As in the first solution, it follows that $\frac{21n+4}{14n+3}$ is irreducible. Q.E.D.

Third Solution

Proof by contradiction:

Let's assume that $\dfrac{14n+3}{21n+4}$ is a reducible fraction where $p$ is a divisor of both the numerator and the denominator:

$14n+3\equiv 0\pmod{p} \implies 42n+9\equiv 0\pmod{p}$

$21n+4\equiv 0\pmod{p} \implies 42n+8\equiv 0\pmod{p}$

Subtracting the second equation from the first equation we get $1\equiv 0\pmod{p}$ which is clearly absurd.

Hence $\frac{21n+4}{14n+3}$ is irreducible. Q.E.D.

Fourth Solution

Let $g = {\rm gcd}(21n + 4, 14n + 3)$ . Then $g|h$ where $h = {\rm gcd}(42n + 8, 14n + 3) = {\rm gcd}(1, 14n + 3) = 1$ . Thus, $g = h = 1$ . Note: This solution, in hindsight, is just the first solution above in a slightly different notation.

Fifth Solution

We notice that:

$\frac{21n+4}{14n+3} = \frac{(14n+3)+(7n+1)}{14n+3} = 1+\frac{7n+1}{14n+3}$

So it follows that $7n+1$ and $14n+3$ must be coprime for every natural number $n$ for the fraction to be irreducible. Now the problem simplifies to proving $\frac{7n+1}{14n+3}$ irreducible. We re-write this fraction as:

$\frac{7n+1}{(7n+1)+(7n+1) + 1} = \frac{7n+1}{2(7n+1)+1}$

Since the denominator $2(7n+1) + 1$ differs from a multiple of the numerator $7n+1$ by 1, then the numerator and the denominator must be relatively prime natural numbers. Hence it follows that $\frac{21n+4}{14n+3}$ is irreducible.

Q.E.D

~ Solution by z6z61im4s99

SIXTH SOLUTION

we can use PRINCIPLE OF MATHEMATICAL INDUCTION TO EASILY PROVE THE ABOVE STATEMENT.

First, we show that the statement is true for n=1. For n=1, 25/17 is irreducible because gcd(25,17) =1.

Now, we show that If the statement is true for the natural number 'n', then it is also true for natural number 'n+1'.

PROOF:

Let the given statement be true for the natural number 'n', which means gcd (21n+4, 14n+3) =1

Now we need to show that the statement is true for natural number 'n+1', which means we need to show gcd (21n+25, 14n+17) =1

let us take a look at that,

gcd (21n+25, 14n+17) =1

-> gcd [21n+4+(7*3), 14n+3+(7*2)] = 1, which is true since gcd (21n+25, 14n+17) =1 and adding some multiple of some number 'k=7' to both the numbers doesn't change the gcd.
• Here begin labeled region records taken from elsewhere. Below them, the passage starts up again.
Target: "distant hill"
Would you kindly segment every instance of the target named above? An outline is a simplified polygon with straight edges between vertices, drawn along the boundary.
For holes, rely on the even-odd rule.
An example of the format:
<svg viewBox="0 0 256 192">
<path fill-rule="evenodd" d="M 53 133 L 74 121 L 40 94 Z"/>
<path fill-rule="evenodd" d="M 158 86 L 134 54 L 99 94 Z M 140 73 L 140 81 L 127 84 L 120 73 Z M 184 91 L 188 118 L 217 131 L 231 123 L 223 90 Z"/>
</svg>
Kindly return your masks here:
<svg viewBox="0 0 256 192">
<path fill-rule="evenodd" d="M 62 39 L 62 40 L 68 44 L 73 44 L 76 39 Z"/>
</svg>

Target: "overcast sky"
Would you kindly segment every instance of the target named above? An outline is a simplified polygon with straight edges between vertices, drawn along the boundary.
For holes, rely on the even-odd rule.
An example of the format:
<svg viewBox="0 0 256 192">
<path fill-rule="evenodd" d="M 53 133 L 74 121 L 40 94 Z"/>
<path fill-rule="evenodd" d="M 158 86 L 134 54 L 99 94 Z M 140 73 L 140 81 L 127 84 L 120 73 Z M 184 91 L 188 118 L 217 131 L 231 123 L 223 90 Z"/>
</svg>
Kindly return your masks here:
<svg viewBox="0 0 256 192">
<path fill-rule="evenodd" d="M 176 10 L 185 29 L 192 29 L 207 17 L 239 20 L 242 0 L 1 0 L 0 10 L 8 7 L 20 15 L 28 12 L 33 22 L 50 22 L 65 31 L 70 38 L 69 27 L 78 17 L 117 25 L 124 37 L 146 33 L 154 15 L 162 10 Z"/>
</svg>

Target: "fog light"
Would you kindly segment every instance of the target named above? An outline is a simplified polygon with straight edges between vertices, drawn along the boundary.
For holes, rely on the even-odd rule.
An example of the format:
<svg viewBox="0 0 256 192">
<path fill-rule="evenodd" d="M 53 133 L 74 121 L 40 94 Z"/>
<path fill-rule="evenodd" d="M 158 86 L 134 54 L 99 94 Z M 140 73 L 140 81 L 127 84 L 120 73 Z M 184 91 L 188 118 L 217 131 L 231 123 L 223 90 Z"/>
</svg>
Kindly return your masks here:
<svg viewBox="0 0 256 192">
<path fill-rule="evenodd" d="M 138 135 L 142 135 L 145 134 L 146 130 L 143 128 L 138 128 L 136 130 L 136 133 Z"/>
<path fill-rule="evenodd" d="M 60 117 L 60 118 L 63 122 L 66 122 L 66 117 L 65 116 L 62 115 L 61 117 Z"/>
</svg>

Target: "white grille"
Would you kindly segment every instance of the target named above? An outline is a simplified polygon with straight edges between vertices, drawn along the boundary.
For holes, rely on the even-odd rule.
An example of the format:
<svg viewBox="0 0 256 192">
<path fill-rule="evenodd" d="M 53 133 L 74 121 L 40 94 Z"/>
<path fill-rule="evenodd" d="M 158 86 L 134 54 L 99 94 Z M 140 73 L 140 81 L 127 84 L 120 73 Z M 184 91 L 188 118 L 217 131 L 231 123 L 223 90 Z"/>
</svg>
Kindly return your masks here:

Hence, the statement is true for natural number 'n+1'.

Hence, the statement is true for each natural number.

For this fraction to be irreducible, Alternate solutions are always welcome. If you have a different, elegant solution to this problem, please add it to this page.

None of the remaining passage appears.